Insurance might not cover all of your costs, especially if the other driver didn’t have a robust policy and you don’t have underinsured driver coverage. Is texting at the wheel sufficient reason to bring a personal injury claim against a driver who caused a crash that hurt you or someone in your family?
What are common grounds for personal injury claims?
Personal injury claims are basically lawsuits brought by a party that suffered some kind of financial loss because of something someone else did or did not do. Wrongful death claims also fall under the umbrella of personal injury claims. They seek to assign civil penalties for someone who caused fatal harm to another person.
For either personal injury claims brought by someone who suffered an injury or wrongful death claims brought by those who lost a loved one, it is typically necessary to demonstrate that the defendant was either negligent in their behavior or that they committed wrongful action.
Texting at the wheel is a wrongful act in Ohio
Ohio has laws that make it illegal for anyone to manually text while driving. Unfortunately, plenty of drivers still do so because they think they can safely text while in control of a vehicle. While the law doesn’t make texting a primary offense that provides grounds for a traffic stop, it does make it clear that reading or typing a text while driving is illegal.

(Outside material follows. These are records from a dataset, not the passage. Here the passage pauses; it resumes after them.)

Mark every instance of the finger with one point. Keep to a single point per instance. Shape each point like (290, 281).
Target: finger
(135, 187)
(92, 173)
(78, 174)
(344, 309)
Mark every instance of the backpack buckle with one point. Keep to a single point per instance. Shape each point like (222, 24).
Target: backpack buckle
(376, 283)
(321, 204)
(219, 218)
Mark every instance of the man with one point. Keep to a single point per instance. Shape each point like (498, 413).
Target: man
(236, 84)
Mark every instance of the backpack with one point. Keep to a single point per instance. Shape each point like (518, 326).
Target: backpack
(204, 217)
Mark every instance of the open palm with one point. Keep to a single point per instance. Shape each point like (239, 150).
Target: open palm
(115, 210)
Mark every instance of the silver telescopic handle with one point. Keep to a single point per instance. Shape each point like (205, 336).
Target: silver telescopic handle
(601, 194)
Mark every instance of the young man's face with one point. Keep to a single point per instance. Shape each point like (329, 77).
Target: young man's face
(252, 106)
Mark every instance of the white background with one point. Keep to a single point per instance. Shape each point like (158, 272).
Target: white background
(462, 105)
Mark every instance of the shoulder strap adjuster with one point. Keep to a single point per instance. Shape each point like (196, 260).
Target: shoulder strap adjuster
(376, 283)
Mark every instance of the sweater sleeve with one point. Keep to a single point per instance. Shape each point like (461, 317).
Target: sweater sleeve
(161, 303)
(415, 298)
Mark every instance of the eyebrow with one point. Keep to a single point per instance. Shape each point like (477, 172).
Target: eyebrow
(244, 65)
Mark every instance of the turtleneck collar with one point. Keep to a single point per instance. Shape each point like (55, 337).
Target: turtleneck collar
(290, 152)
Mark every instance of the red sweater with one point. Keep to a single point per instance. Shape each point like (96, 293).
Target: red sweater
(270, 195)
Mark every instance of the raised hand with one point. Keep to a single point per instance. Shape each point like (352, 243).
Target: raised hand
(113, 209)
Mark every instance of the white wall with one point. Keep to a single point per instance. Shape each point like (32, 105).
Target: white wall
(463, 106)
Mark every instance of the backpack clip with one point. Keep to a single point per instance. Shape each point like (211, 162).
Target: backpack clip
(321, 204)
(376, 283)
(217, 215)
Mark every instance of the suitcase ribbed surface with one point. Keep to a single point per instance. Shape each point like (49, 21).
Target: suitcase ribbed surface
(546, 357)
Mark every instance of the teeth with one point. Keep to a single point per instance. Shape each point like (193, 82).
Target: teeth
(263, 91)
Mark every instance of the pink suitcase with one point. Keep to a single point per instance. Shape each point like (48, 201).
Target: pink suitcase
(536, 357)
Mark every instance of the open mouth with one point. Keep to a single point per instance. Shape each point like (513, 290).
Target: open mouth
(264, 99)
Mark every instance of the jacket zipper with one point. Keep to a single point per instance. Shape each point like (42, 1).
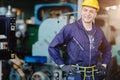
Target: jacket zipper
(78, 44)
(90, 57)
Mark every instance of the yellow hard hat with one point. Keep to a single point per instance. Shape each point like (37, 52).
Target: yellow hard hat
(91, 3)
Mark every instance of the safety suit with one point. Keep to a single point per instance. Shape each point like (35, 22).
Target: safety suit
(80, 48)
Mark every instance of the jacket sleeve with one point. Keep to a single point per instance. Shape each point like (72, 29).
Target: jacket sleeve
(58, 40)
(107, 51)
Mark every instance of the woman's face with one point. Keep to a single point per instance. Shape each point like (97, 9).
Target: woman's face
(88, 14)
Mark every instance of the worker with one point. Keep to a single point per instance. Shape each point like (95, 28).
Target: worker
(82, 39)
(17, 64)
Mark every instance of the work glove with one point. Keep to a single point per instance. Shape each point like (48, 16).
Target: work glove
(68, 69)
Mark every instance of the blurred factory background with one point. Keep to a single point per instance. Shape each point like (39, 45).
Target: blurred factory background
(28, 26)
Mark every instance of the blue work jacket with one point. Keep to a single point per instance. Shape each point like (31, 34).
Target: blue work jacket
(78, 45)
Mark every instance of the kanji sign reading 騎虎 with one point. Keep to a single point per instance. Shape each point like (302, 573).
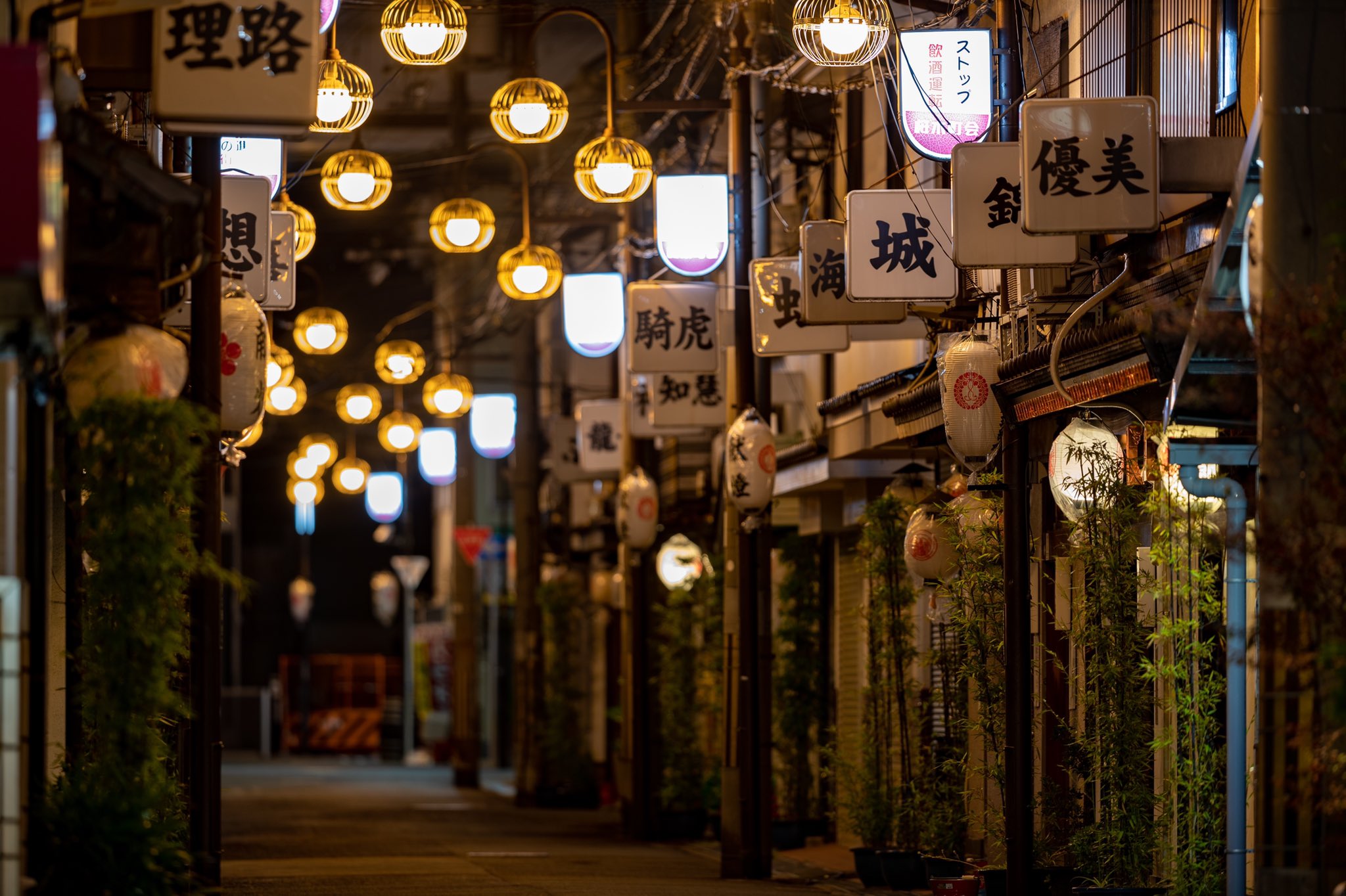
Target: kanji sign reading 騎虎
(670, 327)
(988, 213)
(236, 69)
(1089, 166)
(900, 245)
(778, 326)
(945, 88)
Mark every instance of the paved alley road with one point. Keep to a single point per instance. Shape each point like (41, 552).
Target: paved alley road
(325, 829)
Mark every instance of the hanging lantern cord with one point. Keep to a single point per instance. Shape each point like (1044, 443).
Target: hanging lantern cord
(607, 42)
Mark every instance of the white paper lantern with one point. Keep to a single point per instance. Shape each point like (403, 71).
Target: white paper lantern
(928, 547)
(244, 347)
(141, 361)
(1079, 445)
(971, 411)
(750, 466)
(637, 510)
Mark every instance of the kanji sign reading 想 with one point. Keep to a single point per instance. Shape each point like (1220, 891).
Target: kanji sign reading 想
(945, 88)
(988, 213)
(672, 327)
(1089, 166)
(823, 267)
(237, 69)
(900, 245)
(778, 326)
(598, 435)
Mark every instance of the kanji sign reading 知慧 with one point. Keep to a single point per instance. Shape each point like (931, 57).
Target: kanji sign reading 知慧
(900, 245)
(1089, 166)
(988, 213)
(670, 327)
(778, 326)
(945, 88)
(823, 268)
(223, 68)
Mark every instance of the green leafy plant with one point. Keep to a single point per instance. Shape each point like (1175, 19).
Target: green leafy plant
(799, 698)
(115, 821)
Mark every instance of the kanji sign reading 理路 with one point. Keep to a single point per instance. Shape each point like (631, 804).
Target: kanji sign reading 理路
(778, 326)
(945, 88)
(1089, 166)
(988, 213)
(670, 327)
(236, 69)
(900, 245)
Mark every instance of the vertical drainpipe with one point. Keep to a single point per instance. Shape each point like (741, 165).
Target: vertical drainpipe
(1189, 455)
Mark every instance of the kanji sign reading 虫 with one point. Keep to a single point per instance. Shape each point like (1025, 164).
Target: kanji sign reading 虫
(988, 213)
(223, 68)
(778, 326)
(900, 245)
(672, 327)
(1089, 166)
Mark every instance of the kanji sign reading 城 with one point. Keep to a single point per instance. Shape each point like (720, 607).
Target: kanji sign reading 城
(1089, 166)
(900, 245)
(945, 88)
(672, 327)
(778, 326)
(248, 70)
(988, 213)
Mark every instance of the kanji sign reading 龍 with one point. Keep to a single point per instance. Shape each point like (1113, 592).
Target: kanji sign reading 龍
(236, 69)
(823, 268)
(778, 326)
(988, 213)
(945, 88)
(670, 327)
(1089, 166)
(900, 245)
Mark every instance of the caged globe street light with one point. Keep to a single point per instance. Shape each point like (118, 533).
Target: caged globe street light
(423, 33)
(842, 33)
(321, 331)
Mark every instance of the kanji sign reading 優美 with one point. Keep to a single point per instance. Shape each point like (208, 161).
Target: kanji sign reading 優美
(900, 245)
(1089, 166)
(222, 68)
(672, 327)
(988, 213)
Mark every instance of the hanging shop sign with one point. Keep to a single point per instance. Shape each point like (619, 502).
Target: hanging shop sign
(692, 222)
(672, 327)
(778, 326)
(1090, 166)
(988, 213)
(598, 434)
(944, 88)
(823, 269)
(213, 62)
(900, 245)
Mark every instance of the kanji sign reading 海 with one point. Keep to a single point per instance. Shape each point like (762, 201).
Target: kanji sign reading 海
(598, 435)
(236, 69)
(900, 245)
(823, 268)
(945, 88)
(670, 327)
(1089, 166)
(778, 326)
(988, 213)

Even if Ohio’s law didn’t forbid manual entry into digital devices while driving, there’s little question that most people would regard texting while driving to be negligent because of the potential risk it causes.
Gathering evidence, ranging from phone records to camera recordings or photos, can be an important early part of a personal injury strategy focused on a distracted driver. Getting help with this process can potentially increase your chances of success.